You say "yes" before you even know the question. Whether it's to visit grandma, go to Go Greek or let Audrey practice her driving. You're always open to an adventure.

When you fight, you pull out your light saber.

When you laugh, the neighbors can hear.

You still jump and run and shoot hoops in the driveway. Oh, and your spiral is still unrivaled in Beverly Hills. Ask any of the 7th grade boys.

And most strikingly, you don't worry, plan, or second-guess. Your optimism and cheerfulness is intoxicating and your countless friends (and boyfriends) would agree.

Yet, you are also appropriately wise and thoughtful. You are empathetic, kind and compassionate. Is there a baby or a dog you couldn't like? Couldn't touch or cuddle? Oh, and you could possibly be the best cuddler in our family. It's true -- that is, besides me. And your hands quite possible give the best massage in the entire extended family, second maybe to Aunt Candice.

Your big heart, too, is fierce. It came already cracked wide-open to soak in the love around you and shine it back into the world.

So, in short, Emme, in your playfulness, you sometimes forget to tie your shoes, you sometimes forget to call your mom and dad, you sometimes forget to do your homework. But you never forget to have fun. You never forget to love those around you. You never forget to tend to those in need. And this, my sweet girl, is your gift.

During the course of your bat mitzvah studies, you learned about the transition from childhood to adulthood. You studied the importance of being responsible for your actions, for recognizing that as an adult you will have certain obligations to society, to your community and to your family and friends. And while you don't exactly understand it yet, the future you are inheriting is a complex one. The challenges your generation will face will sometimes seem insurmountable. But Dad and I have no doubt that you will contribute towards the improvement of the lives of others in many meaningful and impactful ways. So, rather than reaffirm the importance of accepting your new-found obligations, today, I have a different wish for you.

My wish for you as you enter adulthood on your bat mitzvah is simply this: to remain a kid. Don't lose your gift of being playful and living in the moment. In the words of a favorite lullaby:

There are swings to be swung on, trees to be climbed up.

Days to be young on, toys you can wind up.

Grass to be lyin' on, sun up above.

Pillows for cryin' on, when you're in love.

Ponies for ridin' on, wind in your hair.

Slides to be slidin' on, leaves in the air.

Dolls to be caring for, love to be giving.

Dreams to be daring for, as long as you're living.

In my words: exaggerate, fantasize, embellish. Get messy, don't worry about your hair, skip. Draw outside the lines, sit in criss-cross applesauce, and eat lots of chocolate.

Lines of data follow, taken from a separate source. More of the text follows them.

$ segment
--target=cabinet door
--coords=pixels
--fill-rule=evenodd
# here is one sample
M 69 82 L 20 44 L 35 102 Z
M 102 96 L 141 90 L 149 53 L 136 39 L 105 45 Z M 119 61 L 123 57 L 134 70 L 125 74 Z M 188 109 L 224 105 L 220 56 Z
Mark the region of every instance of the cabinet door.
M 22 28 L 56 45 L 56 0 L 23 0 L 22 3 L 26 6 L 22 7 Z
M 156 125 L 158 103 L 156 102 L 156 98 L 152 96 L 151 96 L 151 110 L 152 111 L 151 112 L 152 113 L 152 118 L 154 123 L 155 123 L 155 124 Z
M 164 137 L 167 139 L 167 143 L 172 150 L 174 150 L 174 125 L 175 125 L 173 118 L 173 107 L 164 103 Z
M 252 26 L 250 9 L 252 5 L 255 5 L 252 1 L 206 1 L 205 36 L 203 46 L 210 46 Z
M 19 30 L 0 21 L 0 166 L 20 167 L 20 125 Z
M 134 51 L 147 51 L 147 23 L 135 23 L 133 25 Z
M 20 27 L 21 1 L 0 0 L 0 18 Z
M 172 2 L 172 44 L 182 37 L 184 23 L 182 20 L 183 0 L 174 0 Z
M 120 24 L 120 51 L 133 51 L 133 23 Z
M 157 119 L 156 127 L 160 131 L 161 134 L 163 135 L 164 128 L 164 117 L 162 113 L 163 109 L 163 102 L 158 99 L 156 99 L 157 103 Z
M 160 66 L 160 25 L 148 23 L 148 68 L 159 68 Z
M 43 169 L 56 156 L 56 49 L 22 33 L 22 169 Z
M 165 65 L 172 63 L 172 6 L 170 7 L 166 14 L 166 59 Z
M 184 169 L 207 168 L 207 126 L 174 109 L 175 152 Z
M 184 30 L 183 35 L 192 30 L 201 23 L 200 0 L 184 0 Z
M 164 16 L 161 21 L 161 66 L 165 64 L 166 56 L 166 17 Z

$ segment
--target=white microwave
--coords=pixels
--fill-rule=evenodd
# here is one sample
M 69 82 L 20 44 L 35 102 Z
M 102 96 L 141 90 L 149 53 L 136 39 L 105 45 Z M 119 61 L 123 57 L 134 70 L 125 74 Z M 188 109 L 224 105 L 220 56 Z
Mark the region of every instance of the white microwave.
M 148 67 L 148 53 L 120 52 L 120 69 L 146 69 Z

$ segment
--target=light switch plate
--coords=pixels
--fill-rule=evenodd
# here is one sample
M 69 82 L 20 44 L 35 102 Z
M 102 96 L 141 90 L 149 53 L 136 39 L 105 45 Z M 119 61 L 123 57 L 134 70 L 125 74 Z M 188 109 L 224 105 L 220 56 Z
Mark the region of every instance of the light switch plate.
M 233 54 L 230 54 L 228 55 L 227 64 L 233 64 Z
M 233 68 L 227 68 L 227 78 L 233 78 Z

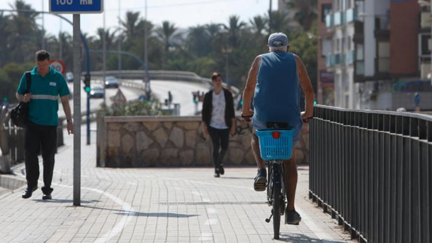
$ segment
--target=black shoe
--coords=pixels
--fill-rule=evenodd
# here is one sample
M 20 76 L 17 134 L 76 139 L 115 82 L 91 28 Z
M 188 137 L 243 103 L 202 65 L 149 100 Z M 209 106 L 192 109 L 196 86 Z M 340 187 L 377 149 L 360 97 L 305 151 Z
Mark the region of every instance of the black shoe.
M 51 193 L 44 193 L 42 195 L 42 200 L 51 200 L 52 199 Z
M 295 210 L 285 210 L 285 224 L 298 225 L 300 221 L 301 221 L 301 217 Z
M 265 169 L 258 170 L 258 173 L 255 177 L 253 189 L 257 191 L 266 190 L 267 184 L 267 171 Z
M 23 197 L 23 198 L 28 198 L 31 196 L 33 192 L 35 191 L 36 189 L 37 189 L 37 186 L 31 189 L 27 188 L 27 189 L 24 190 L 24 192 L 23 192 L 23 195 L 21 196 Z
M 219 166 L 219 173 L 220 173 L 221 175 L 225 174 L 225 170 L 223 169 L 223 165 L 222 164 L 220 164 L 220 166 Z
M 220 177 L 220 171 L 219 168 L 215 168 L 215 177 Z

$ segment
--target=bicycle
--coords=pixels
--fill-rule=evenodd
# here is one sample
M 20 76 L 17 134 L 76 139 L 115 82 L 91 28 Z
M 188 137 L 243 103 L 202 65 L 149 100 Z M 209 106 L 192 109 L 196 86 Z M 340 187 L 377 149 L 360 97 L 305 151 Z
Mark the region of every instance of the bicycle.
M 243 116 L 250 118 L 252 115 Z M 272 207 L 271 214 L 266 222 L 269 223 L 273 217 L 273 238 L 279 239 L 280 216 L 285 213 L 285 198 L 284 161 L 292 156 L 293 137 L 294 130 L 285 123 L 268 122 L 267 129 L 257 130 L 261 158 L 268 165 L 267 203 Z

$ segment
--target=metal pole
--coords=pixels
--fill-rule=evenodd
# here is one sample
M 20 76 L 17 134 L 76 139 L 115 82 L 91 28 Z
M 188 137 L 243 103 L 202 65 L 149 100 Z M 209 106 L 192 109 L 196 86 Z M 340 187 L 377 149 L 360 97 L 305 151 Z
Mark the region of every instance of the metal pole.
M 121 27 L 121 12 L 120 11 L 120 0 L 118 0 L 118 30 L 120 31 L 120 27 Z M 118 34 L 118 51 L 120 52 L 121 51 L 121 38 L 122 38 L 122 34 L 120 32 L 119 32 Z M 121 77 L 121 55 L 120 53 L 118 54 L 118 74 L 119 74 L 119 78 Z
M 74 205 L 81 197 L 81 36 L 80 15 L 74 14 Z
M 145 62 L 146 65 L 147 66 L 148 57 L 147 57 L 147 0 L 144 1 L 144 62 Z M 148 77 L 147 77 L 148 78 Z
M 270 6 L 269 7 L 269 34 L 271 34 L 271 0 L 270 0 Z
M 107 70 L 107 54 L 106 52 L 107 51 L 107 29 L 105 28 L 105 11 L 104 11 L 104 36 L 102 37 L 102 45 L 103 46 L 103 49 L 104 50 L 104 53 L 103 54 L 102 59 L 103 59 L 102 61 L 102 69 L 103 69 L 103 75 L 104 76 L 104 84 L 103 84 L 104 86 L 104 106 L 107 106 L 107 100 L 106 99 L 105 95 L 105 75 L 106 75 L 106 72 Z
M 42 1 L 42 11 L 44 11 L 44 0 Z M 45 18 L 42 13 L 42 50 L 45 50 Z
M 63 60 L 63 42 L 61 39 L 61 30 L 62 28 L 61 19 L 60 20 L 60 31 L 58 32 L 58 44 L 59 45 L 59 53 L 58 54 L 58 58 L 60 60 Z

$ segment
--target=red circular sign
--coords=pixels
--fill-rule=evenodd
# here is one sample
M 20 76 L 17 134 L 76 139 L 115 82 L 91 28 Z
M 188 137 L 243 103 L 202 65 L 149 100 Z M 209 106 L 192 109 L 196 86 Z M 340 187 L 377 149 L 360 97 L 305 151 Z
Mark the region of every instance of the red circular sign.
M 64 72 L 66 70 L 66 66 L 61 60 L 58 59 L 53 59 L 51 60 L 50 61 L 50 66 L 53 67 L 53 68 L 61 73 L 62 74 L 64 74 Z

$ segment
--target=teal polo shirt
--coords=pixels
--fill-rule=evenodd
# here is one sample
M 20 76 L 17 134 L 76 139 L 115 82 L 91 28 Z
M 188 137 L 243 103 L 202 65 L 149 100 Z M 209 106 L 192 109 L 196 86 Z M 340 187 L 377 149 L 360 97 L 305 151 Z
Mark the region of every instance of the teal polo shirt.
M 21 77 L 17 93 L 24 95 L 27 88 L 26 74 Z M 30 86 L 31 99 L 29 102 L 28 120 L 43 126 L 58 126 L 58 96 L 70 94 L 64 77 L 50 67 L 50 72 L 42 77 L 37 67 L 31 70 Z

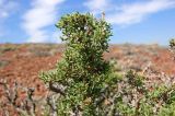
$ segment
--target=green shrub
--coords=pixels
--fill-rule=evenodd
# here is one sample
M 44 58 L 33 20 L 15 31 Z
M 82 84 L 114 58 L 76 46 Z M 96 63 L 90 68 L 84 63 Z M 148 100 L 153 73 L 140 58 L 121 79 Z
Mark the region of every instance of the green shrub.
M 40 79 L 62 86 L 58 115 L 107 114 L 105 101 L 112 97 L 109 91 L 117 81 L 109 62 L 102 58 L 112 36 L 110 25 L 89 13 L 73 13 L 62 16 L 56 26 L 62 31 L 61 39 L 66 42 L 63 59 Z
M 40 79 L 59 93 L 58 116 L 165 116 L 174 115 L 174 86 L 150 91 L 144 77 L 130 70 L 121 77 L 115 61 L 103 60 L 110 25 L 92 14 L 67 14 L 56 24 L 66 43 L 62 60 Z

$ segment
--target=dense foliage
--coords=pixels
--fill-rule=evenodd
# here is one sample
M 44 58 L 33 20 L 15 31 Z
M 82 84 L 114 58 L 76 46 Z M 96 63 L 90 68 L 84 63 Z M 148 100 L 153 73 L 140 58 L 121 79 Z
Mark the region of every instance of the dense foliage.
M 67 48 L 57 69 L 44 73 L 42 79 L 62 86 L 58 114 L 105 114 L 104 102 L 117 81 L 109 63 L 102 58 L 108 48 L 110 25 L 89 13 L 73 13 L 62 16 L 56 26 L 62 31 Z
M 144 77 L 130 70 L 116 74 L 115 61 L 103 60 L 110 25 L 92 14 L 67 14 L 56 24 L 66 43 L 62 60 L 40 79 L 60 96 L 58 116 L 173 116 L 174 85 L 150 90 Z

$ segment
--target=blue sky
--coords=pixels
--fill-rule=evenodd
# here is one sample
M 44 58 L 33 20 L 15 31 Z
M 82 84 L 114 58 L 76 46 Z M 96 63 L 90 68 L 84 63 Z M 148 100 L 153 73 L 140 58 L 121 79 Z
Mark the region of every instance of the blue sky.
M 110 43 L 167 45 L 175 37 L 175 0 L 0 0 L 0 43 L 60 43 L 61 15 L 104 11 Z

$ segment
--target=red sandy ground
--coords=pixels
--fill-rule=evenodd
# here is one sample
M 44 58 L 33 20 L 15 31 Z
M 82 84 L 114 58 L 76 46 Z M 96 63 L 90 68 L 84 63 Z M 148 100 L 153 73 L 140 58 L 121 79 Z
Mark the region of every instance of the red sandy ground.
M 2 45 L 0 45 L 1 47 Z M 59 45 L 58 45 L 59 46 Z M 131 60 L 137 63 L 138 67 L 144 66 L 144 62 L 139 61 L 142 57 L 147 57 L 152 61 L 155 69 L 166 74 L 175 74 L 175 61 L 173 61 L 172 55 L 167 48 L 160 48 L 158 46 L 152 49 L 156 51 L 156 55 L 152 54 L 148 47 L 142 46 L 113 46 L 109 53 L 105 54 L 105 58 L 117 58 L 122 65 L 127 65 L 128 56 L 125 56 L 126 49 L 133 49 L 137 56 Z M 35 48 L 34 48 L 35 49 Z M 0 79 L 5 79 L 9 83 L 18 81 L 24 86 L 32 86 L 36 89 L 35 95 L 43 95 L 46 92 L 44 83 L 38 79 L 38 73 L 42 70 L 49 70 L 55 67 L 57 60 L 61 58 L 61 53 L 56 53 L 54 56 L 34 56 L 27 49 L 27 46 L 19 47 L 15 50 L 5 51 L 0 55 L 1 60 L 10 61 L 9 65 L 0 68 Z M 2 89 L 0 86 L 0 95 L 2 95 Z

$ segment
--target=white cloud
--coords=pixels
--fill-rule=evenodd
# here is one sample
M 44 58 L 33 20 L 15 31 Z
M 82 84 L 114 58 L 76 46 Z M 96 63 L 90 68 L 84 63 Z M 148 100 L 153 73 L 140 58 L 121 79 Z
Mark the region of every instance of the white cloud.
M 126 26 L 139 23 L 153 13 L 175 8 L 175 0 L 140 0 L 122 4 L 109 3 L 107 0 L 89 0 L 85 5 L 95 13 L 105 11 L 109 23 Z
M 151 0 L 124 4 L 120 10 L 107 16 L 107 21 L 118 25 L 129 25 L 141 22 L 144 18 L 159 11 L 175 7 L 173 0 Z
M 12 12 L 14 12 L 18 2 L 12 0 L 0 0 L 0 20 L 4 20 L 8 18 Z
M 49 35 L 45 27 L 54 25 L 57 19 L 57 7 L 65 0 L 33 0 L 32 9 L 23 16 L 22 26 L 30 35 L 27 42 L 48 42 Z
M 89 0 L 83 4 L 88 7 L 93 14 L 98 14 L 109 9 L 108 2 L 109 0 L 108 1 L 107 0 Z
M 18 1 L 0 0 L 0 37 L 5 35 L 5 20 L 18 10 Z

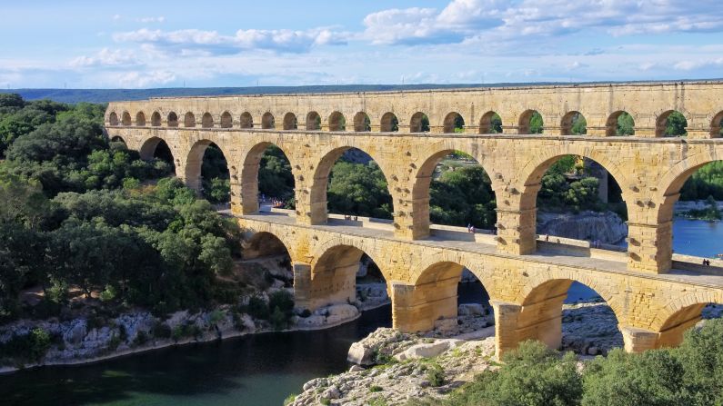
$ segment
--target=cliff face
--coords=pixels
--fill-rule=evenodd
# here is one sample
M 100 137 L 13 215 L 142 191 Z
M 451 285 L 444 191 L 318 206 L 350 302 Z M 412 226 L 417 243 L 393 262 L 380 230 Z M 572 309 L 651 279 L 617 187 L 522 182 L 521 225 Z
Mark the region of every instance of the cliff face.
M 628 224 L 613 212 L 539 213 L 537 233 L 615 244 L 628 236 Z

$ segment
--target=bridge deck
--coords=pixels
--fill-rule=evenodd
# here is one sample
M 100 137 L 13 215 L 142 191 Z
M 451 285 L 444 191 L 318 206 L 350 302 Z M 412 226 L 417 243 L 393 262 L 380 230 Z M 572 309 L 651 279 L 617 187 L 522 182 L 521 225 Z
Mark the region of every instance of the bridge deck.
M 226 215 L 231 215 L 230 211 L 220 212 Z M 524 258 L 525 261 L 537 262 L 541 263 L 549 263 L 555 265 L 567 265 L 573 266 L 578 269 L 589 269 L 592 271 L 605 272 L 618 274 L 627 274 L 636 277 L 643 277 L 649 279 L 656 279 L 661 281 L 678 282 L 682 283 L 688 283 L 696 286 L 706 286 L 712 288 L 723 287 L 723 270 L 718 267 L 710 267 L 710 272 L 701 272 L 692 270 L 685 270 L 679 268 L 672 269 L 668 273 L 653 274 L 653 273 L 641 273 L 628 271 L 626 268 L 626 257 L 619 254 L 619 259 L 613 257 L 608 258 L 594 258 L 590 256 L 575 256 L 569 254 L 561 254 L 554 249 L 555 243 L 547 243 L 547 246 L 553 249 L 545 249 L 541 247 L 536 253 L 527 254 L 521 256 L 514 256 L 506 253 L 499 253 L 497 252 L 496 245 L 492 243 L 479 242 L 479 241 L 462 241 L 461 239 L 455 239 L 452 235 L 445 236 L 430 236 L 422 240 L 407 241 L 395 238 L 394 232 L 389 224 L 381 223 L 379 226 L 362 226 L 351 225 L 347 221 L 341 219 L 329 218 L 326 225 L 304 225 L 295 223 L 295 218 L 286 213 L 279 212 L 259 212 L 254 214 L 247 214 L 240 216 L 240 218 L 267 222 L 277 224 L 287 224 L 290 227 L 306 227 L 314 228 L 330 233 L 338 233 L 340 234 L 354 235 L 358 237 L 374 238 L 377 240 L 387 240 L 397 243 L 404 243 L 408 244 L 417 244 L 423 246 L 429 246 L 435 248 L 444 248 L 447 250 L 459 250 L 468 253 L 482 253 L 486 255 L 492 255 L 497 257 L 509 257 L 509 258 Z M 388 225 L 388 230 L 385 226 Z M 715 272 L 715 273 L 714 273 Z M 719 273 L 718 273 L 719 272 Z

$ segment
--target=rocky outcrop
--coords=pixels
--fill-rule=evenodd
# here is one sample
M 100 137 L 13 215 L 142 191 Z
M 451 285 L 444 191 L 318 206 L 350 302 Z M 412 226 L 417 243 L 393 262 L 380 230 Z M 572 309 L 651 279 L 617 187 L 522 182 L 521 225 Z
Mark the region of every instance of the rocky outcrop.
M 613 212 L 538 213 L 537 233 L 616 244 L 628 236 L 628 224 Z

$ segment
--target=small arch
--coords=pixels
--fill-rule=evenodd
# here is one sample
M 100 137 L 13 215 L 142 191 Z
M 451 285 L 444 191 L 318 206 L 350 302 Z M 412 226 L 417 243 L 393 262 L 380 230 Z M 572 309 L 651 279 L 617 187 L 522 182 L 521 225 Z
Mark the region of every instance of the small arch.
M 329 131 L 346 131 L 346 118 L 339 112 L 334 112 L 329 115 Z
M 245 112 L 241 114 L 241 118 L 238 121 L 241 128 L 254 128 L 254 118 L 251 116 L 251 114 L 248 112 Z
M 184 127 L 196 127 L 196 116 L 193 113 L 188 112 L 186 114 L 186 116 L 184 116 Z
M 428 133 L 429 132 L 429 117 L 422 112 L 417 112 L 412 115 L 409 120 L 409 132 L 410 133 Z
M 161 114 L 158 112 L 153 112 L 151 114 L 151 125 L 154 127 L 160 127 L 161 126 Z
M 176 114 L 176 112 L 171 112 L 168 114 L 168 126 L 169 127 L 178 126 L 178 114 Z
M 713 117 L 710 122 L 710 138 L 723 137 L 723 111 Z
M 465 119 L 462 114 L 457 112 L 452 112 L 445 117 L 444 122 L 445 133 L 464 133 L 465 132 Z
M 296 114 L 293 113 L 286 113 L 284 115 L 284 129 L 285 130 L 296 130 L 298 128 L 298 120 L 296 120 Z
M 542 115 L 537 110 L 526 110 L 520 114 L 517 125 L 518 133 L 521 134 L 544 132 Z
M 270 130 L 276 128 L 276 120 L 274 120 L 274 114 L 269 112 L 264 113 L 264 115 L 261 116 L 261 128 L 265 130 Z
M 587 134 L 587 121 L 580 112 L 567 112 L 560 120 L 561 135 L 583 135 Z
M 321 129 L 321 116 L 316 112 L 306 114 L 306 131 L 319 131 Z
M 392 112 L 385 113 L 382 115 L 380 131 L 382 133 L 394 133 L 399 131 L 399 120 Z
M 479 134 L 502 133 L 502 118 L 497 112 L 489 111 L 479 119 Z
M 664 112 L 656 119 L 655 136 L 657 137 L 684 137 L 688 135 L 688 120 L 678 110 Z
M 221 128 L 231 128 L 234 126 L 234 118 L 228 112 L 224 112 L 221 114 Z
M 633 116 L 625 110 L 618 110 L 610 114 L 605 123 L 605 135 L 608 137 L 635 135 Z
M 359 112 L 354 114 L 354 131 L 357 133 L 372 131 L 371 124 L 372 122 L 369 120 L 369 116 L 366 113 Z
M 136 114 L 136 125 L 139 127 L 146 126 L 146 114 L 143 112 Z
M 204 115 L 201 117 L 201 127 L 203 128 L 214 127 L 214 117 L 211 116 L 210 113 L 204 113 Z

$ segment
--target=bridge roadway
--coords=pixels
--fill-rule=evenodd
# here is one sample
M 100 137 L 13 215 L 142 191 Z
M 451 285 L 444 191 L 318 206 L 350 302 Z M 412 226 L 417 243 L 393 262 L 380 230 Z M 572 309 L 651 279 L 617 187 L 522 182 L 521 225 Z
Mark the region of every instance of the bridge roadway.
M 538 239 L 535 253 L 515 255 L 499 253 L 494 235 L 473 236 L 461 227 L 433 225 L 432 235 L 409 241 L 375 219 L 330 214 L 326 224 L 306 225 L 280 210 L 236 217 L 252 251 L 269 245 L 269 234 L 284 243 L 301 307 L 350 299 L 355 267 L 367 253 L 387 281 L 394 326 L 404 331 L 456 317 L 457 283 L 462 267 L 468 268 L 489 293 L 499 353 L 526 339 L 558 346 L 562 302 L 573 281 L 595 289 L 612 307 L 628 351 L 677 345 L 706 304 L 723 302 L 722 262 L 703 268 L 695 257 L 681 256 L 668 273 L 641 273 L 628 270 L 625 253 L 557 237 Z

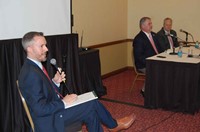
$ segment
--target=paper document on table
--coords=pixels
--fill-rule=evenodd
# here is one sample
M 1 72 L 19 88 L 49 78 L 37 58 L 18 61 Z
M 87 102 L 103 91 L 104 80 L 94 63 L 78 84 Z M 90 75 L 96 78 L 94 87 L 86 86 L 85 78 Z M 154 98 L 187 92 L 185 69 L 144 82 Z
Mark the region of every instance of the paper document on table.
M 97 98 L 98 97 L 94 91 L 78 95 L 77 100 L 73 102 L 71 105 L 65 106 L 65 109 L 79 105 L 79 104 L 83 104 L 85 102 L 88 102 Z

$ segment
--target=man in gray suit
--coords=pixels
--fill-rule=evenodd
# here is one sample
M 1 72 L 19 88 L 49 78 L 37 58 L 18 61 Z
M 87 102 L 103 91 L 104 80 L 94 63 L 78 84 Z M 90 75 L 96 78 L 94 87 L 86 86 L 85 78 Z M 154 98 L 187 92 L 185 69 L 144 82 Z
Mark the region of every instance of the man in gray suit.
M 162 51 L 173 49 L 179 46 L 176 36 L 176 31 L 172 29 L 172 19 L 168 17 L 165 18 L 163 27 L 157 33 L 157 38 Z

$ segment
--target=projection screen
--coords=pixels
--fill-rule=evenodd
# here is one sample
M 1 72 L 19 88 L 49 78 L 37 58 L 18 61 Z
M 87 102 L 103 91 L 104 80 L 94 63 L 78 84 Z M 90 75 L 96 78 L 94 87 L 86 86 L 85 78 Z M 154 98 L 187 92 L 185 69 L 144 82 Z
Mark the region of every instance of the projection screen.
M 71 33 L 71 0 L 0 0 L 0 40 Z

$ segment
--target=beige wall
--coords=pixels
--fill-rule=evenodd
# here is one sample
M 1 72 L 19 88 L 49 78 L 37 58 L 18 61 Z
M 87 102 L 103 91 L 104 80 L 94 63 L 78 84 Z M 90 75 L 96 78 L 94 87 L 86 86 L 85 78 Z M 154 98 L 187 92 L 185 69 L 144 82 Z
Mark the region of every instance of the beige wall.
M 127 38 L 127 0 L 73 0 L 73 32 L 83 46 Z M 102 75 L 127 65 L 127 44 L 99 48 Z
M 83 45 L 127 38 L 127 0 L 73 0 L 73 32 L 83 33 Z
M 171 17 L 180 38 L 185 39 L 179 32 L 184 29 L 200 41 L 200 0 L 73 0 L 72 9 L 73 32 L 84 30 L 83 46 L 133 38 L 143 16 L 152 18 L 155 32 Z M 131 52 L 132 42 L 100 48 L 102 74 L 132 66 Z

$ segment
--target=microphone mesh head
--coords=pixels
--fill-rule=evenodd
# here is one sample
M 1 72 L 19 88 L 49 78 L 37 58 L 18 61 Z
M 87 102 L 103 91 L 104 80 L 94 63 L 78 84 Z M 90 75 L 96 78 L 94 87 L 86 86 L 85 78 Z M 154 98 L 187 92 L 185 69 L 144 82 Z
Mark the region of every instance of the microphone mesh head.
M 52 65 L 56 65 L 56 59 L 52 58 L 52 59 L 50 60 L 50 63 L 51 63 Z

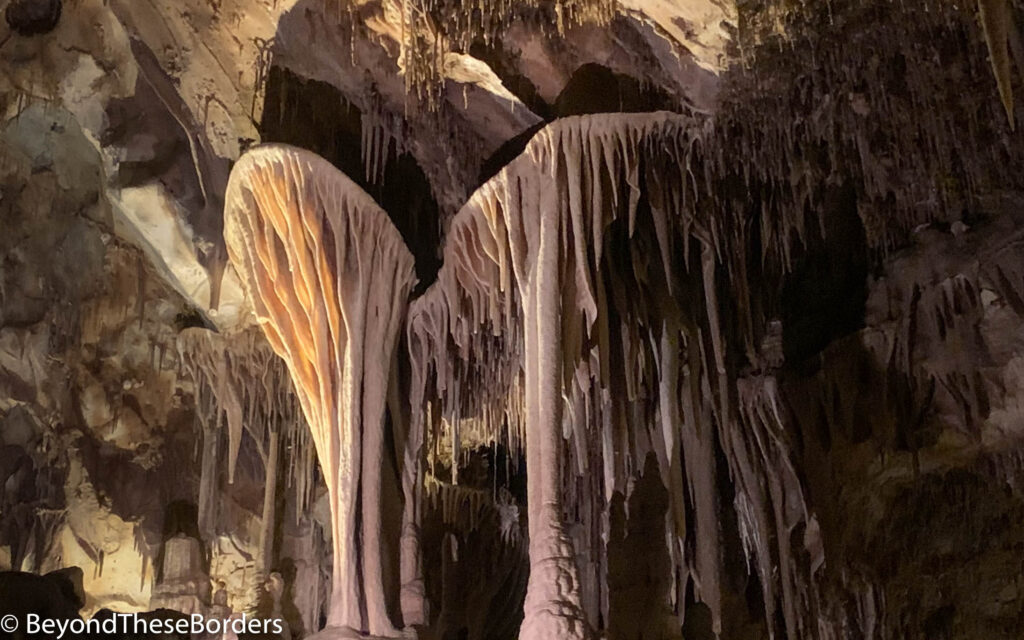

Don't ever forget to feel the glory of a sunny day, the majesty of love or the strength of kindness. Share your fun with others, remind your family, friends and teachers that a good, purposeful life doesn't exclude joy and laughter; it embraces them. And remind yourself that happiness can most easily be found in the simplest of things. That humor can make the responsibility of being an adult easier to assume. Keep the gift of your optimism and curiosity alive and well. For to remain curious and hopeful is to never grow old.

Most importantly, as you continue to make your wonderful way in the world with youthful exuberance, remember always how much I love you. Know that every waking moment of the day your proud mom has a heart filled with love and joy and unyielding admiration for the beautiful soul you have already become and for the beautiful joys you bring to the world, today and always.